Je m'adresserai plus particulièrement à vous, monsieur Bapt, avec tout le respect que nous avons pour vous qui avez été un des tous premiers parlementaires à tirer la sonnette d'alarme en interpellant le CEPS en septembre 2014. Nous nous souvenons tous de votre courrier sur lequel nous nous sommes beaucoup appuyés à cette époque. Je voudrais donc vous en remercier au nom de Médecins du monde. Cela étant, nous sommes gênés que vous ayez qualifié de « bombe atomique » une disposition légale codifiée. Dans un débat politique, les mots ont un sens. Cela entretient un bruit de fond négatif à l'égard d'un mécanisme qui a fait la preuve de son efficacité puisque l'Italie et le Canada l'ont utilisé. Je cite volontairement des pays de l'Organisation de coopération et de développement économiques (OCDE) et non pas des pays à revenus faibles et intermédiaires auxquels nous sommes plus habitués lorsqu'il s'agit de ce type de dispositifs. La France ne l'a jamais fait, mais a menacé de le faire pour la pilule abortive – que les laboratoires refusaient de produire. Elle a ainsi invoqué l'un des motifs de déclenchement de la licence d'office : l'absence de production en quantité. Nous souhaitons pour notre part en invoquer un autre : le prix anormalement élevé. Mais je ne crois pas qu'il faille utiliser le vocabulaire employé par le directeur de la sécurité sociale lorsque nous l'avons rencontré pour la première fois il y a deux ans. Si le législateur et les directions d'administration centrale emploient ce type de vocabulaire pour parler de dispositions légales applicables à tous, cela ne fera pas progresser le débat.
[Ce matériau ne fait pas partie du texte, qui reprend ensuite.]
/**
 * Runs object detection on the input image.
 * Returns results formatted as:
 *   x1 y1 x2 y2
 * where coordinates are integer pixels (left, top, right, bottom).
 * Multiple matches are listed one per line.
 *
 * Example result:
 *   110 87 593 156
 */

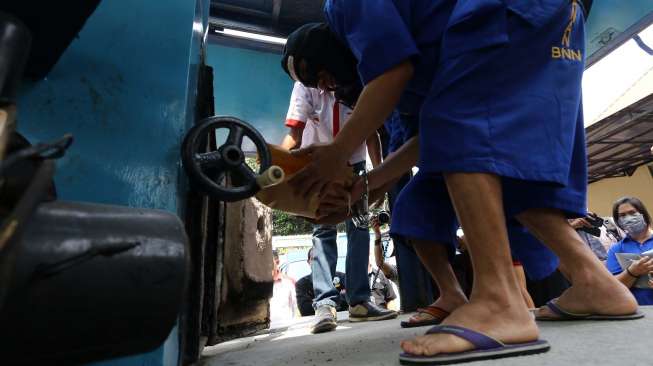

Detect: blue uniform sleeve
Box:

En revanche, vous avez raison de souligner la dimension européenne du problème. La politique du médicament reste une prérogative nationale même si les industriels font un fort lobbying auprès de Bruxelles pour renforcer l'Agence européenne des médicaments, s'agissant en particulier de la question de la valeur comme principe fondateur du prix. Médecins du monde est une organisation présente dans dix pays d'Europe, et nous envisageons de mener ce type d'action au niveau européen pour éviter la concurrence et la confrontation entre les pays. Il ne s'agit pas de faire de la licence d'office un nouveau mantra ni une doctrine économique qui viserait à une sorte de nationalisation de l'industrie pharmaceutique. Le Sovaldi est un point de rupture qui appelle un signal symbolique permettant de remettre autour de la table l'exécutif, le législatif, les industriels, les usagers du système et les professionnels de santé.

Enfin, vous nous avez interrogés sur le CEPS. Nous sommes d'accord avec ce que Jean-Patrick Sales vous a dit ce matin : la loi ne lui permet pas de faire ce que nous demandons. Ce n'est donc pas lui que nous interpellons, mais le législateur. Et pour contribuer au débat démocratique dans ce pays, nous renouvelons notre demande que soit créée une commission d'enquête, notre seule source d'information véritablement objective étant le rapport qu'a publié le Sénat américain – document de plus de 10 000 pages avec ses annexes, dont il ressort que les coûts de recherche et développement ne justifient pas les prix pratiqués.